“Venture Assistance”: A Philosophical View Of What Boards Should And Should Not Do

Editor’s note: Legendary investor Vinod Khosla is the founder of Khosla Ventures. You can follow him on Twitter @vkhosla.

Most VCs pitch their venture firms as value added to a company’s entrepreneurial founders. Personally, I think leading VC firms do a pretty good job of being supportive of their companies, and most entrepreneurs funded by good funds like their investors. But, on the question of “value added,” most venture capitalists, even among the leading firms, are pretty passive and ineffective when it comes to assisting companies. In my view, many if not most of them haven’t done enough in their careers to earn the right to advise entrepreneurs, a job I consider laden with responsibility.

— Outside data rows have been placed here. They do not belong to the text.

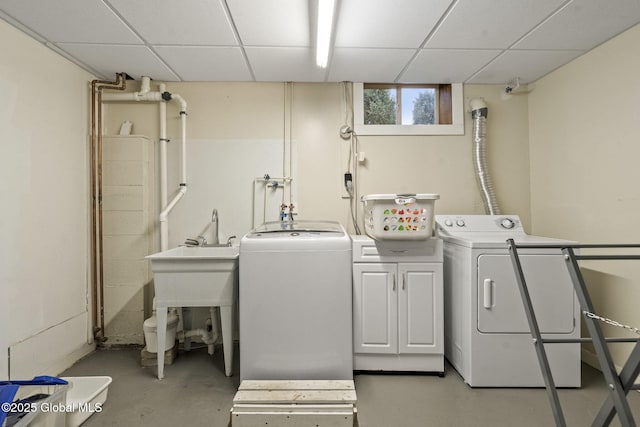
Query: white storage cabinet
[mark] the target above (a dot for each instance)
(398, 305)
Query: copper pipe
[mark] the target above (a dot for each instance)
(97, 267)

A lot of VCs, especially those from the more financially oriented firms, do more harm to startups than good when they get themselves on company boards without ever having built a company themselves, or seeing one from the inside. What value can a VC as board member add to a company? We constantly ask our young guys (who are monitored pretty closely if they go on a board and are in learning versus advising mode and mostly are at Khosla Ventures for three years before they go out and be entrepreneurs themselves) is “What have you done to earn the right to advise entrepreneurs?” I don’t want entrepreneurs to get inexperienced advice on important matters.

Rabois Headshot

Keith Rabois

Our belief in bringing the best resources to our companies is why we’re very excited about the newest addition to the Khosla Ventures team: Keith Rabois. While recruiting him to join us, what I kept asking myself wasn’t whether he’d be a great investor (which he is), but rather whether he’d be sought out by entrepreneurs as a mentor, advisor, and board member. Almost all our reference-checking was done with entrepreneurs (successful and aspiring, seasoned and first-timers), not other investors. The reference checks repeatedly elicited feedback like “He asks the toughest questions”; “He pushes me the most and makes me think”; “He’s always there when I need help”; “Most valuable among all my board members and advisors”; “Doesn’t just tell me what I want to hear”; “Can imagine the future”; “Helps with recruiting”; and on and on.

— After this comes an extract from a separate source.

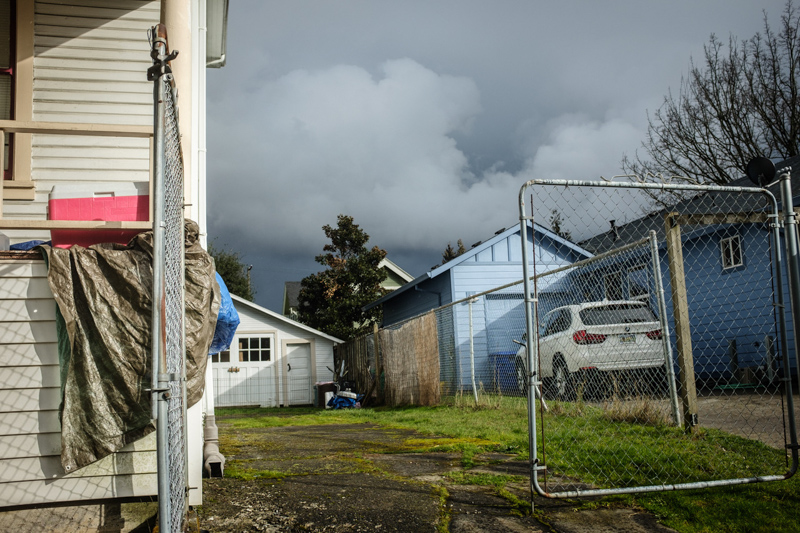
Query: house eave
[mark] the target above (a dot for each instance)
(278, 316)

As an entrepreneur and operator at PayPal, LinkedIn, Slide, Square, and other places, and as a mentor to many startups over the years, Keith has earned the right to advise entrepreneurs. He knows, through PayPal and Square, what growth looks and feels like, and he knows what entrepreneurial struggles feel like through his experience at Slide. He knows how to advise entrepreneurs on hiring/firing, running teams, managing funding, when/how to control burn rate, and making other tough management decisions in the real environment of startups. He’s a practical hands-on kind of guy in growing companies, and he fits Khosla Ventures’ “venture assistance model” of people who have earned the right to advise entrepreneurs.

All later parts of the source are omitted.